July 26, 20178 yr I have a question that is it impossible to use 3 internal drive, one as a parity and 2 for storage disk with an another external hard drive just for being storage disk without parity for this drive? How much capacity I would get from this setup? Thank you
July 26, 20178 yr Hello and welcome. You can do this. Your "array" would be the parity drive and the two data drives. Your usable capacity would be the sum of the two data drives. You'd mount the external drive via the Unassigned Devices plugin. Since it would not officially be part of the array, it would not be protected by parity and its capacity would not count towards the total managed by the array. You can get Unassigned Devices via Community Applications .
July 27, 20178 yr 34 minutes ago, thetkpark said: Do I need same capacity as my data drive for a parity drive? You'd need a parity drive that is the same size or bigger than your datadrives (individually not combined). You cannot use a parity disk that is smaller than your data disks. If you've got lets say 2x 4TB drives, the parity-disk will need to be 4TB or bigger (lets say 6TB if you plan on using bigger datadisks in the future as the price point will be more economically viable). You can also upgrade your parity drive any time. If you've got different sized datadisks, parity will need to be the same (or bigger) than your largest drive in the array.
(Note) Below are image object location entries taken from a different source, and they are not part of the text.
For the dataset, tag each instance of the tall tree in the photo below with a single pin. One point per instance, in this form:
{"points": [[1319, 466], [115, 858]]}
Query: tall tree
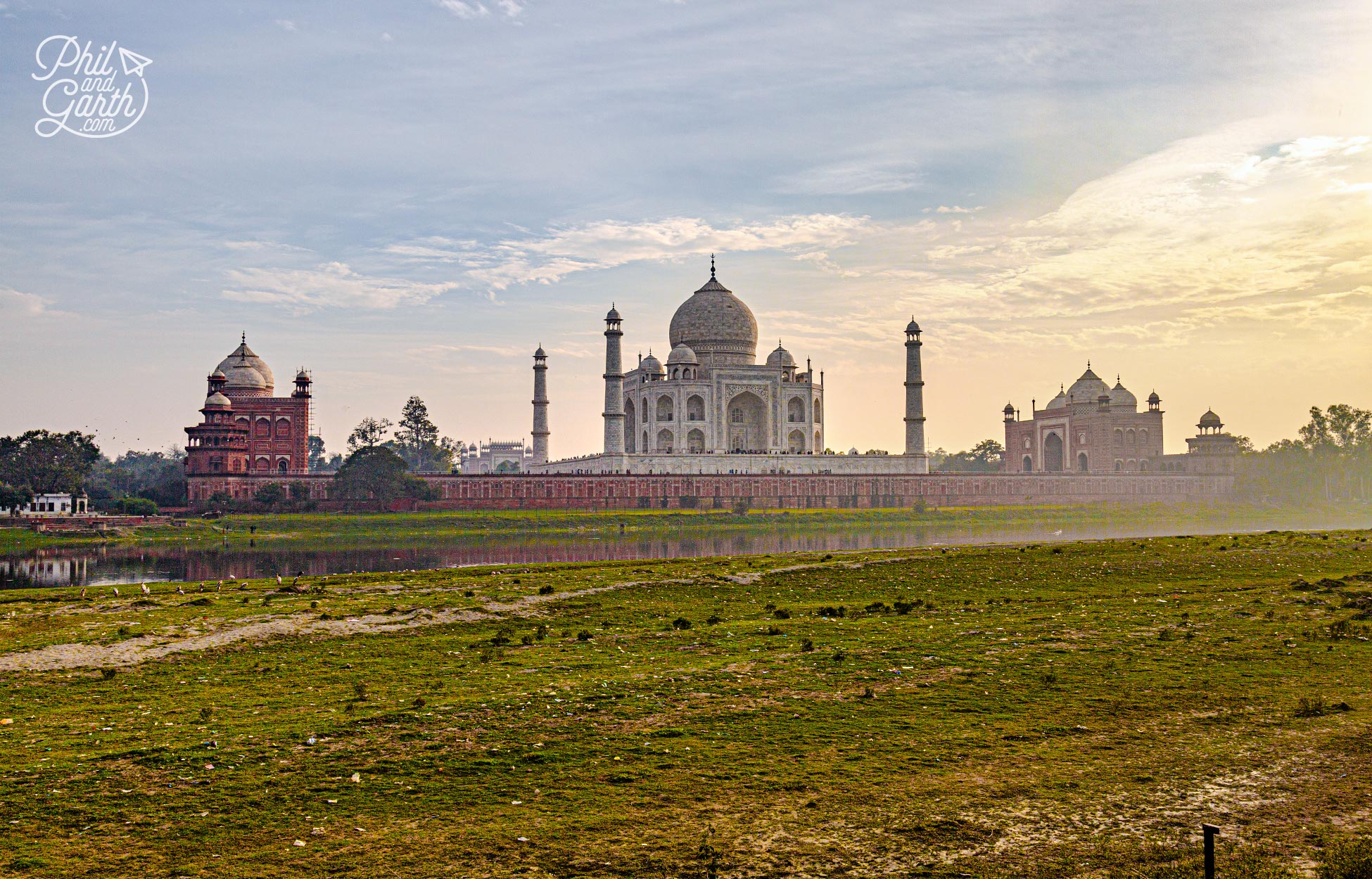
{"points": [[376, 473], [49, 463], [416, 440], [369, 434]]}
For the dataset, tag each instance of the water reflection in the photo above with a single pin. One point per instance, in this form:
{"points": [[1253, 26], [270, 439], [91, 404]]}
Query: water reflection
{"points": [[122, 564]]}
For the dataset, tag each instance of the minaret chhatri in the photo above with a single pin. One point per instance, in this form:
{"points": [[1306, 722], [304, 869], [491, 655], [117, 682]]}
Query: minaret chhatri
{"points": [[614, 385], [541, 406], [914, 401]]}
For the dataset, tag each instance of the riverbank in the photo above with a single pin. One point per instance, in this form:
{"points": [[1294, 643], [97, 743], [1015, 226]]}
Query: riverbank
{"points": [[1073, 711], [412, 528]]}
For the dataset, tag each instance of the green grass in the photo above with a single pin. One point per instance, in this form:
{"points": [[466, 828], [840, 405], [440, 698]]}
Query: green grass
{"points": [[1046, 711]]}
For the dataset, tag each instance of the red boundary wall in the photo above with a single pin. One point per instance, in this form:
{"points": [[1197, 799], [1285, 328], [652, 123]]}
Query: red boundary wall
{"points": [[777, 492]]}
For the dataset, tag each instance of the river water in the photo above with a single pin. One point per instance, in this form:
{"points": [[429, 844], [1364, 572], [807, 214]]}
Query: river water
{"points": [[118, 564]]}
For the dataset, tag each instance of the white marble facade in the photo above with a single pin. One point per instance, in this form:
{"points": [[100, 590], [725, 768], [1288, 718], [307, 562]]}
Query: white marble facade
{"points": [[713, 397], [711, 408]]}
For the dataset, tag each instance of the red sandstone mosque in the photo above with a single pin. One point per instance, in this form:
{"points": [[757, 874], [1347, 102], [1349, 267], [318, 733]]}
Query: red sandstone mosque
{"points": [[246, 428]]}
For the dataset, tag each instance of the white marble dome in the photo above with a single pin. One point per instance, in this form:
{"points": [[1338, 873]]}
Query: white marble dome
{"points": [[682, 356], [1122, 395], [247, 373], [781, 357], [1088, 388], [716, 326]]}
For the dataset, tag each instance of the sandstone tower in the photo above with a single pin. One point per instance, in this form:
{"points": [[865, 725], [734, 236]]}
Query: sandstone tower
{"points": [[540, 406], [914, 401], [614, 385]]}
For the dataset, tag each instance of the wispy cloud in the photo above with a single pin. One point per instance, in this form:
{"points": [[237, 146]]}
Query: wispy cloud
{"points": [[329, 285], [853, 179], [605, 245], [462, 8], [15, 304]]}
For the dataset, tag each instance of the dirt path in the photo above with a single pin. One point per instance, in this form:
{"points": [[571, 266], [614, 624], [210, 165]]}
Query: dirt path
{"points": [[136, 650]]}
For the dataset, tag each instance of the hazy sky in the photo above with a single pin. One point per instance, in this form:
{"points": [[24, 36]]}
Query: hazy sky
{"points": [[409, 196]]}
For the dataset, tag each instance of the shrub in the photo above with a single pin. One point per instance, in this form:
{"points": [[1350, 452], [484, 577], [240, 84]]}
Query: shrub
{"points": [[1311, 707]]}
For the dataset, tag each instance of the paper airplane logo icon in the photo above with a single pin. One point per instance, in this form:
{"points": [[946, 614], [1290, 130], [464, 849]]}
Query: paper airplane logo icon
{"points": [[134, 63]]}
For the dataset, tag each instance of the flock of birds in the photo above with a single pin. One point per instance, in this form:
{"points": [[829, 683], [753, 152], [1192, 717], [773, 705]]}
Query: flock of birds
{"points": [[180, 590]]}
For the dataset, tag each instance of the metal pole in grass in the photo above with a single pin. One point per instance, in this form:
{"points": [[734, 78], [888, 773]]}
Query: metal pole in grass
{"points": [[1210, 831]]}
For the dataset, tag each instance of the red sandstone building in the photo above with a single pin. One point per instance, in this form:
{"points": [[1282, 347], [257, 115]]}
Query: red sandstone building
{"points": [[1087, 428], [246, 430]]}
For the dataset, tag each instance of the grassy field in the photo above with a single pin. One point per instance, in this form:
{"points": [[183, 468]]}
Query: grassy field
{"points": [[1020, 711]]}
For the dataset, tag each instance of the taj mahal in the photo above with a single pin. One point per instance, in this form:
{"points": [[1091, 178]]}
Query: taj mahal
{"points": [[713, 409]]}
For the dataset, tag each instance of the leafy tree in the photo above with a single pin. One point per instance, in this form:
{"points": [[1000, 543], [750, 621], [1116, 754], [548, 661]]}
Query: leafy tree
{"points": [[1331, 461], [369, 434], [134, 506], [14, 496], [49, 463], [983, 458], [417, 440], [155, 475], [378, 473]]}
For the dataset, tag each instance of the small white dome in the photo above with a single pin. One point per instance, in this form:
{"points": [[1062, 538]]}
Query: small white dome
{"points": [[682, 354], [1088, 388], [781, 357], [1122, 395]]}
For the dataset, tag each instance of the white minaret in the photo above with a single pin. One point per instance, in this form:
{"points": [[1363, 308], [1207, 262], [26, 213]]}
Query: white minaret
{"points": [[614, 385], [914, 401], [541, 406]]}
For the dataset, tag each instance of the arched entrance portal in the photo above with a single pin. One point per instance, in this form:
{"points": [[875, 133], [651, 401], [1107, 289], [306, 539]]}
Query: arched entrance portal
{"points": [[1053, 453], [747, 423]]}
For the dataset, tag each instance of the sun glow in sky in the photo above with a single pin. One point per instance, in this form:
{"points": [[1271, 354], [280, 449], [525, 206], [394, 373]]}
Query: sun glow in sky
{"points": [[408, 198]]}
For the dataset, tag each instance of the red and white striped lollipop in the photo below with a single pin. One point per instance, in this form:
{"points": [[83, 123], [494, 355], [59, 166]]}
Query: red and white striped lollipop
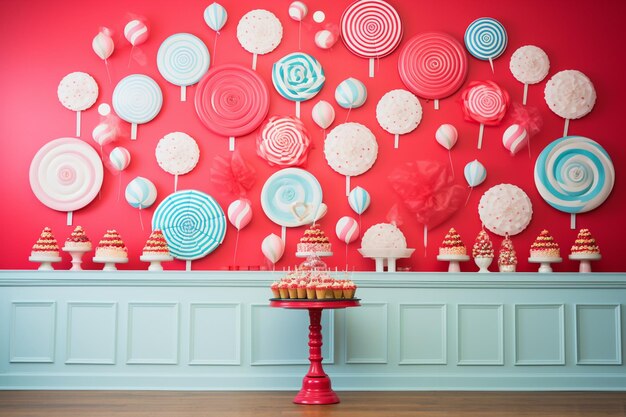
{"points": [[371, 29]]}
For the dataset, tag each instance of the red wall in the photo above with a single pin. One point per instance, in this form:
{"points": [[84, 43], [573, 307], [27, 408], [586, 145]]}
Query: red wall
{"points": [[42, 41]]}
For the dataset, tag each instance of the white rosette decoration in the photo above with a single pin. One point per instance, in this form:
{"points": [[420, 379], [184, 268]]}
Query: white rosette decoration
{"points": [[283, 141], [399, 112], [505, 209], [570, 94]]}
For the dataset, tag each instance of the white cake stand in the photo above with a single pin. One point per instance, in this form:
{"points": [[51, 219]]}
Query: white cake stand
{"points": [[45, 261], [454, 260], [585, 260], [387, 257], [545, 262], [155, 261], [77, 257], [109, 263]]}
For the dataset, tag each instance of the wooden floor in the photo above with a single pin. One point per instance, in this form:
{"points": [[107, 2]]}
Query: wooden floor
{"points": [[275, 404]]}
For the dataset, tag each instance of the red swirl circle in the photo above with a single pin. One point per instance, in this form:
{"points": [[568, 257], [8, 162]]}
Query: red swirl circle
{"points": [[433, 65], [232, 100], [371, 28], [485, 102]]}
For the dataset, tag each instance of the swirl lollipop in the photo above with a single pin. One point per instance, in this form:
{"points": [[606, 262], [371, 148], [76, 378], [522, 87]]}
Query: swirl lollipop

July 27, 20178 yr 5 hours ago, thetkpark said: Do I need same capacity as my data drive for a parity drive? The answer given is correct. But wanted to provide more detail. This info will help keep you from shooting yourself in the foot when something goes wrong. This concept of how parity works is fundamental. We have people that think that with parity alone, you can rebuild every disk in the array! What a trick that would be. No - parity is pretty simple and allows reconstruction at a very elemental level if every other disk is functioning and perfect. And only an entire disk can be rebuilt, not a file or directory. And the reconstructed disks is an absolute mirror image of the source. Think of parity as working across all of the drives. If the capacity is the height - parity has to be as tall or taller than the other drives. That's because parity works across all of the drives. The corresponding bits (1s and 0s) across all the drives + parity has to be even. So if the sum of the data disk bits is ODD, parity is 1 (making the sum even), and if the sum of the data disk bits is EVEN, parity is 0 (keeping the sum even). If a disk fails, unRAID can now rebuild it, by adding up the corresponding bits on the remaining data disks + parity, and reconstructing the missing disk bit by bit as it goes. For each bit, If the sum of the other disks is odd, the missing bit is a 1, and if the sum of the others is even, the missing bit is 0. If parity were smaller than the biggest disk, parity would run out of gas and be unable to reconstruct the failed disk from its "height" on. So unRAID does not allow a smaller parity. Parity 2 works similarly - using more complex mathematics. Parity or Parity 2 can rebuild a single failed data disk. But working together, Pairty+Parity2 can rebuild 2 missing data disks. And before you ask - no, parity and parity2 do not need to be the same size - so long as they are each bigger than the biggest data disk. Welcome aboard and enjoy your array!!